How do we prepare acute care psychiatrists who are based in
medical neuroscience? Thomas Insel the
former NIMH director had the idea of a rotating clinical neuroscience
fellowship where neurology, psychiatry, and neurosurgery residents would do a 2
year fellowship before moving on their respective residencies. That is a hard sell when you come out of it
needing to do another 3 – 5 years of residency.
I propose getting ready in medical school. Most MS4 courses are electives and there is
probably room to further modify the MS3 year.
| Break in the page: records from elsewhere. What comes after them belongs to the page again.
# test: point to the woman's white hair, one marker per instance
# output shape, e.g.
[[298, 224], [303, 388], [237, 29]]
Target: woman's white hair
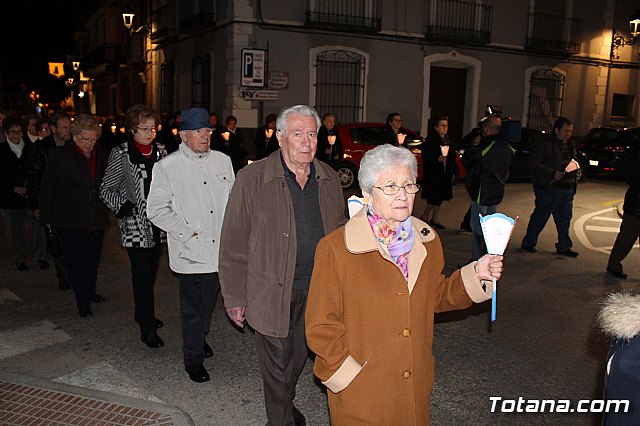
[[381, 158]]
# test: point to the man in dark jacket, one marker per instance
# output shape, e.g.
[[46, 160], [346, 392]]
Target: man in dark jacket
[[488, 166], [630, 227], [553, 186], [59, 123]]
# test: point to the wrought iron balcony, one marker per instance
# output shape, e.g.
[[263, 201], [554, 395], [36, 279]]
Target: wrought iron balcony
[[553, 33], [351, 15], [458, 21]]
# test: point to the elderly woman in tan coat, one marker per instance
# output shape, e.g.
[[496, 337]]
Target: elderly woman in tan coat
[[376, 285]]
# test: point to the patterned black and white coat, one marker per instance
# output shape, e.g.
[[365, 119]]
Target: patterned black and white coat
[[128, 178]]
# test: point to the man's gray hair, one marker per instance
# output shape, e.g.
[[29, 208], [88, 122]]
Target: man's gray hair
[[283, 117], [384, 157]]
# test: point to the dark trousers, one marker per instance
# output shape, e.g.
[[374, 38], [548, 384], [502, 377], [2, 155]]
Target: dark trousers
[[281, 362], [627, 236], [198, 294], [144, 263], [82, 251], [557, 202]]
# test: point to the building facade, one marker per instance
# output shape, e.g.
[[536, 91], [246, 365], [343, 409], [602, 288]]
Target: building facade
[[362, 59]]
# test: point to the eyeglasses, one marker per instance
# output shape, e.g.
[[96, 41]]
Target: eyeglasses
[[410, 188]]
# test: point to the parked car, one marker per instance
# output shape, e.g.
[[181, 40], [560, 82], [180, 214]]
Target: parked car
[[605, 149], [358, 138], [522, 141]]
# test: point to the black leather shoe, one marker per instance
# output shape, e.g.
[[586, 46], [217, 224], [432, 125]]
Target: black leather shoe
[[617, 274], [197, 373], [298, 417], [96, 298], [208, 352], [568, 253], [152, 340]]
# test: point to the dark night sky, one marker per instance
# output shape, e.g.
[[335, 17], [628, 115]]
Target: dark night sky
[[34, 33]]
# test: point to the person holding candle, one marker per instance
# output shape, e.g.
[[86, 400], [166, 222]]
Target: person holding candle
[[392, 134], [438, 170], [555, 178], [124, 190], [376, 284], [266, 141], [329, 143]]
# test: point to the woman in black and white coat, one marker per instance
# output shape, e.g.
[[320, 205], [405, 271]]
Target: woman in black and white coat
[[124, 190]]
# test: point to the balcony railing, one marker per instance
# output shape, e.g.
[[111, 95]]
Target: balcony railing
[[351, 15], [553, 33], [165, 23], [458, 22]]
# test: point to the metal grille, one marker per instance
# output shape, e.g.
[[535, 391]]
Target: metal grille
[[340, 84], [545, 99], [167, 87], [201, 81], [454, 20]]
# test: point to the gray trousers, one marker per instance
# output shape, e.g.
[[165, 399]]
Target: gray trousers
[[281, 362]]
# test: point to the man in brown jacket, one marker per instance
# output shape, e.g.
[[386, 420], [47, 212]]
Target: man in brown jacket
[[278, 210]]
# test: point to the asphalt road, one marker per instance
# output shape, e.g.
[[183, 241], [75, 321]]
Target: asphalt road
[[544, 344]]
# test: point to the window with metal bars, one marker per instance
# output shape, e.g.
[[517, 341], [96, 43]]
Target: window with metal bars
[[167, 87], [340, 84], [545, 99], [201, 81]]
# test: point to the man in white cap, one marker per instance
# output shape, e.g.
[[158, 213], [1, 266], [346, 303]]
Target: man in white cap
[[187, 199]]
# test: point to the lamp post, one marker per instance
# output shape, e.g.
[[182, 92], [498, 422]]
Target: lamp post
[[619, 40]]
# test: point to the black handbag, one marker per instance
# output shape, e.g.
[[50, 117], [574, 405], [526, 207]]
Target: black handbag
[[54, 243]]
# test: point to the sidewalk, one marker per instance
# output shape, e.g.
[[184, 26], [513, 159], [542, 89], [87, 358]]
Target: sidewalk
[[29, 401]]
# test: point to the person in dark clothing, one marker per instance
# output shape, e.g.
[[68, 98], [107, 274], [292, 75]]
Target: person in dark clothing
[[230, 142], [69, 203], [59, 124], [438, 170], [553, 186], [15, 158], [329, 143], [124, 190], [487, 166], [630, 227], [391, 134], [266, 141]]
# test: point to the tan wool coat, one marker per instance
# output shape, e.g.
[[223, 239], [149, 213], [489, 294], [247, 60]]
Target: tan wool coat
[[372, 331]]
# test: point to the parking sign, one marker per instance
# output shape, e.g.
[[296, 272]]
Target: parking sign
[[253, 67]]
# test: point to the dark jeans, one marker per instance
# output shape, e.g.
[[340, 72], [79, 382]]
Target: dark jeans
[[629, 233], [144, 263], [557, 202], [281, 362], [198, 294], [82, 251]]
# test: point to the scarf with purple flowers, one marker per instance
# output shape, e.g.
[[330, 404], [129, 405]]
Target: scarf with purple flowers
[[398, 241]]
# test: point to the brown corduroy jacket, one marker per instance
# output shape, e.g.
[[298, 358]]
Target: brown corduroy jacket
[[372, 331]]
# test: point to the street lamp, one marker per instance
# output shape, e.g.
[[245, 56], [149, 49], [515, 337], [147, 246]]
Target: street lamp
[[619, 40]]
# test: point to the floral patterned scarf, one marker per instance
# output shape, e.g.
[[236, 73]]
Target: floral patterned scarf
[[398, 241]]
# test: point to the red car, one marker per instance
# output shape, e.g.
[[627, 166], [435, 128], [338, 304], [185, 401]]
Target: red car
[[358, 138]]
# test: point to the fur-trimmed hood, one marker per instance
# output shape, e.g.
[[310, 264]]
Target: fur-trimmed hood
[[620, 315]]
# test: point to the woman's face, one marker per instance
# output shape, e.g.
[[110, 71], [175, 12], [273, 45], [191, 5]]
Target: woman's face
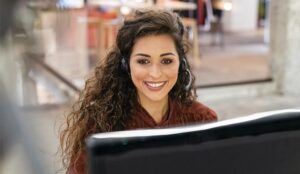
[[154, 65]]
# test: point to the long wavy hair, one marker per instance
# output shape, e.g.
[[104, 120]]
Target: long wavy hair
[[109, 97]]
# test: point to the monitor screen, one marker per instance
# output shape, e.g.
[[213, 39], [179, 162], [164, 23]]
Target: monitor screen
[[266, 143]]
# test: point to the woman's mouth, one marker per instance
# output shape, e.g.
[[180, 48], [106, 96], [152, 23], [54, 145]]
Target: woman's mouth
[[155, 86]]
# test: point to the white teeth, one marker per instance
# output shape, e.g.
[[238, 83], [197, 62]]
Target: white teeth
[[155, 85]]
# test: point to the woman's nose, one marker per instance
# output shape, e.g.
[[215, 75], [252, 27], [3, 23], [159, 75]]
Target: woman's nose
[[155, 71]]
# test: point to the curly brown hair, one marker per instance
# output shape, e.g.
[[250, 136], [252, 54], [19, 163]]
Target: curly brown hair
[[108, 99]]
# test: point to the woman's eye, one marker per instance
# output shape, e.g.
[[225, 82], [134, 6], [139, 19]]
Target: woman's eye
[[167, 61], [143, 61]]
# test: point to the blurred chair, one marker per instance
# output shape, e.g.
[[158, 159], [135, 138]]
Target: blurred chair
[[191, 24], [106, 32], [214, 11]]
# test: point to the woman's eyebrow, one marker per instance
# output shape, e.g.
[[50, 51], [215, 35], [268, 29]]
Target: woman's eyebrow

In addition to basic general medicine and surgery I recommend the
following electives: neurosurgery, neurology, endocrinology, infectious disease,
renal medicine, cardiology, emergency medicine, and allergy and
immunology. Just rotating through is not
enough given what I have said about the pattern matching requirement. Enough
acute care cases and unusual presentations of psychiatric disorders associated
with brain and medical illnesses need to be seen as possible. Only that will get residents ready to make
diagnoses like the one in this case. It helps to have an attitude and interest
in treating the most severe problems in psychiatry.
And once you are out – keep reading the journals including the
NEJM.
George Dawson, MD, DFAPA
1: Restrepo JA,
Mojtahed A, Morelli LW, Venna N, Turashvili G. Case 22-2025: A 19-Year-Old
Woman with Seizure like Activity and Odd Behaviors. N Engl J Med. 2025 Jul
31;393(5):488-496. doi: 10.1056/NEJMcpc2412531. PMID: 40742263.
2: Plum F, Posner
JB. The Diagnosis of Stupor and Coma. FA Davis Company, Philadelphia, 1980.